Leur trésorerie déséquilibrée pour longtemps, les maintiendra au bord d’un précipice qu’ils côtoient toujours. Privés d’ATR, ils ont vu leur plan de redressement commué en liquidation. Persévérants, ils ont pris un second travail chez un vigneron pour qui ils sont prestataires de services. Une chance supplémentaire, estiment-ils, d’obtenir gain de cause auprès de la cour d’appel qui doit statuer en octobre sur la liquidation ou la continuation de leur exploitation. Ils sont persuadés que leurs efforts sans limite convaincront le juge en appel. Et espèrent installer quand ils seront sortis des difficultés, ce fils qui les aide tous les weekends.

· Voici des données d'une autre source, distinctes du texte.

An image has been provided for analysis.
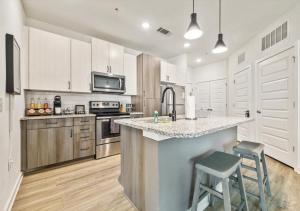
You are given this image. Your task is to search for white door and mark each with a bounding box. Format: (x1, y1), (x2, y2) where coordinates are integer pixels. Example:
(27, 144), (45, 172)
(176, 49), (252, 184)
(232, 66), (254, 141)
(92, 38), (110, 73)
(194, 82), (210, 112)
(109, 43), (124, 75)
(29, 28), (70, 91)
(210, 79), (227, 116)
(124, 54), (137, 95)
(257, 48), (296, 166)
(71, 40), (92, 92)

Le mal-être du monde agricole
Il y a aussi ce céréalier à vif qui se vit abandonné de tous, même de ceux qui auraient bien voulu l’aider : pleins de bonne volonté, des bénévoles ont commencé par lui faire la leçon. Il n’a pas supporté. Il y a aussi ce cinquantenaire aujourd’hui en reconversion bio qui espère, dans un an, voir son litre de lait enfin payé au juste prix de son travail. Installé il y a 25 ans en Gaec avec son père déjà en difficulté, il a été rejoint par son frère. Faisant suite à une mauvaise entente entre eux deux, et malgré un passif plus lourd que l’actif, sa femme s’est substituée à ce dernier dans le capital social. Avant de devoir elle aussi quitter l’exploitation pour cause de maladie. Elle occupe désormais un emploi extérieur. Dans dix ans si le plan se poursuit, il espère voir le bout du tunnel.

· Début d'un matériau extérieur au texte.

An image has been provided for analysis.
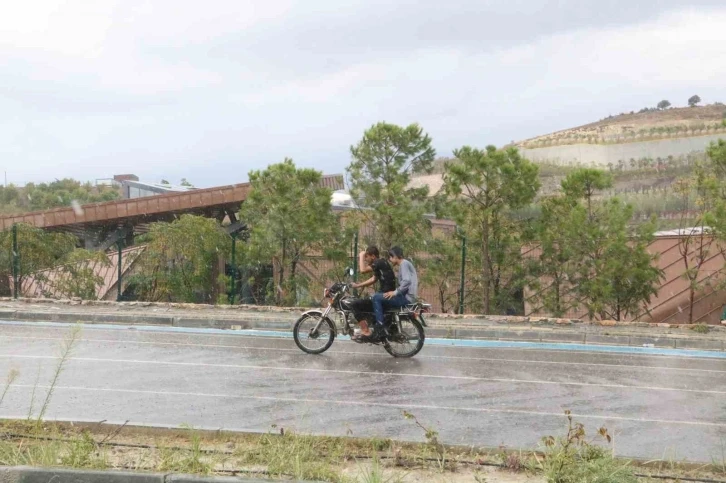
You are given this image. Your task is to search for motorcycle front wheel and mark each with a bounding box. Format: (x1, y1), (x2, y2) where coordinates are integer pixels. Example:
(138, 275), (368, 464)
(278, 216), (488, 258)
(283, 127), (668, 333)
(292, 313), (335, 354)
(383, 317), (426, 357)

Le mal-être du monde agricole est là, palpable : l’isolement, des conseils qui, à écouter ces témoignages paraissent parfois inadaptés, l’incurie ou le manque de scrupules de certains mandataires. Le poids de la famille qui parfois transmet un capital et autant de dettes accumulées. Enfin, les aides Pac tellement plus accessibles quand tout va bien ! Ces quarante familles ont trouvé dans l’AMR et dans leurs quatre meneurs, la possibilité d’exprimer enfin leurs soucis et la chaleur de ceux qui savent par où ils sont passés et passent encore.
Une cotisation minimale
Au milieu d’eux s’était assis le président de la MSA de la Bourgogne, lui-même céréalier qui a répondu à leur invitation. « La MSA ne doit pas être seulement perçue comme un percepteur, commence-t-il. Pour 1 € versé, il y a 3 € reversés, déclare-t-il en préambule. Je suis venu pour écouter, pour savoir, pour demander à ma structure une attention sur ces cas particuliers. Il faut que nous soyons en capacité de prendre vos appels. »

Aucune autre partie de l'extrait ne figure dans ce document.